Obligation
I'd much rather be with someone else. Sometimes, just sometimes, I get the feeling she does too. I can tell in the way she looks at me, but it's not like she's looking at me, it's like she's looking through me, or past me…looking for something, someone better. Sometimes, just sometimes, I wish that I could be what she needed, well, wanted rather. I'm all she'd ever need, the prophesy told us that, but it didn't tell us that our hearts wouldn't allow it.
I'm not in love with her, nor have I ever been. I know the woman I love and she knows that I'm obligated, obligated to be in this relationship, obligated to be with a woman I don't really love, but no one know why, no one except me and my wife. I'm obligated to watch the woman I do love, be with a man that loves her dearly and fully and can show it in ways that I cannot.
I think we both know; my wife and me, that we've been unfaithful in thoughts, never in body, even if I don't love her, she's still my wife. We couldn't care less anymore. I long for the hair that sets my world on fire, and so does she. I see the way he stares at her, and the way he's been cold to me. I miss him, my friend, I'd tell him if I could, but I can't, the prophesy wouldn't allow it. Instead, I'm sure he hates me, curses my name everyday and wishes me dead. Sometimes, just sometimes, I wish myself dead as well. Anything has to be better than this tortured life I'm living, currently.
There she is, she's so beautiful, with her bright red hair and her chocolate eyes, and her hour glass figure. I've fantasized about that figure, many times when I was making love to her, my wife, my obligation. I've pretended it was my red-haired beauty that was making those sounds under me, that the body that lay beneath me was one plagued with freckles, and smelled of vanilla, rather than ink and parchment. I've wanted her so much, I've longed for her. I can see her now, she's in a green dress, to anyone else it would just seem that she's being festive, but I see the suggestion in the way the material clings to her every curve. And, dear Merlin, is my mouth watering? Even as a grown man I'm still belittled to a blubbering fool whenever I'm within ten feet of her presence. I should have said 'screw the prophesy' I should have skipped town and taken Ginny Weasley with me, but did I, no. I listened to Dumbledore like the good little hero I am and married my best friend and screwed my other best friend over.
He loved her you know, more than I could ever care for her, I've tried, but I can't get out of my attraction to red.
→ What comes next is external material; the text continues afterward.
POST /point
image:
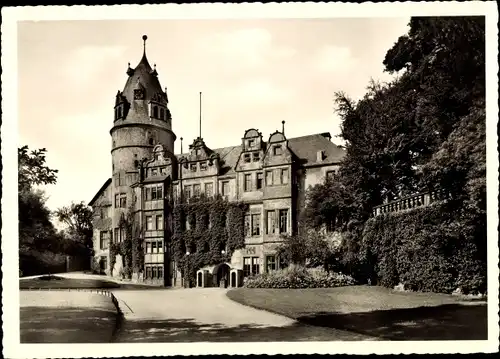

She's my obligation, and I know she'd much rather be with Ron, but we never discuss it. We pretend to be happy in the presence of others, but I know she's told Ron she's not, I know, because I've told Ginny about a thousand times and I have more control that she possesses. Ginny's asked me why I won't leave Hermione and come to her bed, but have I told her the truth? No. I can't, No one can ever know or they will all die. So says the prophesy. It's my life, my curse, my obligation.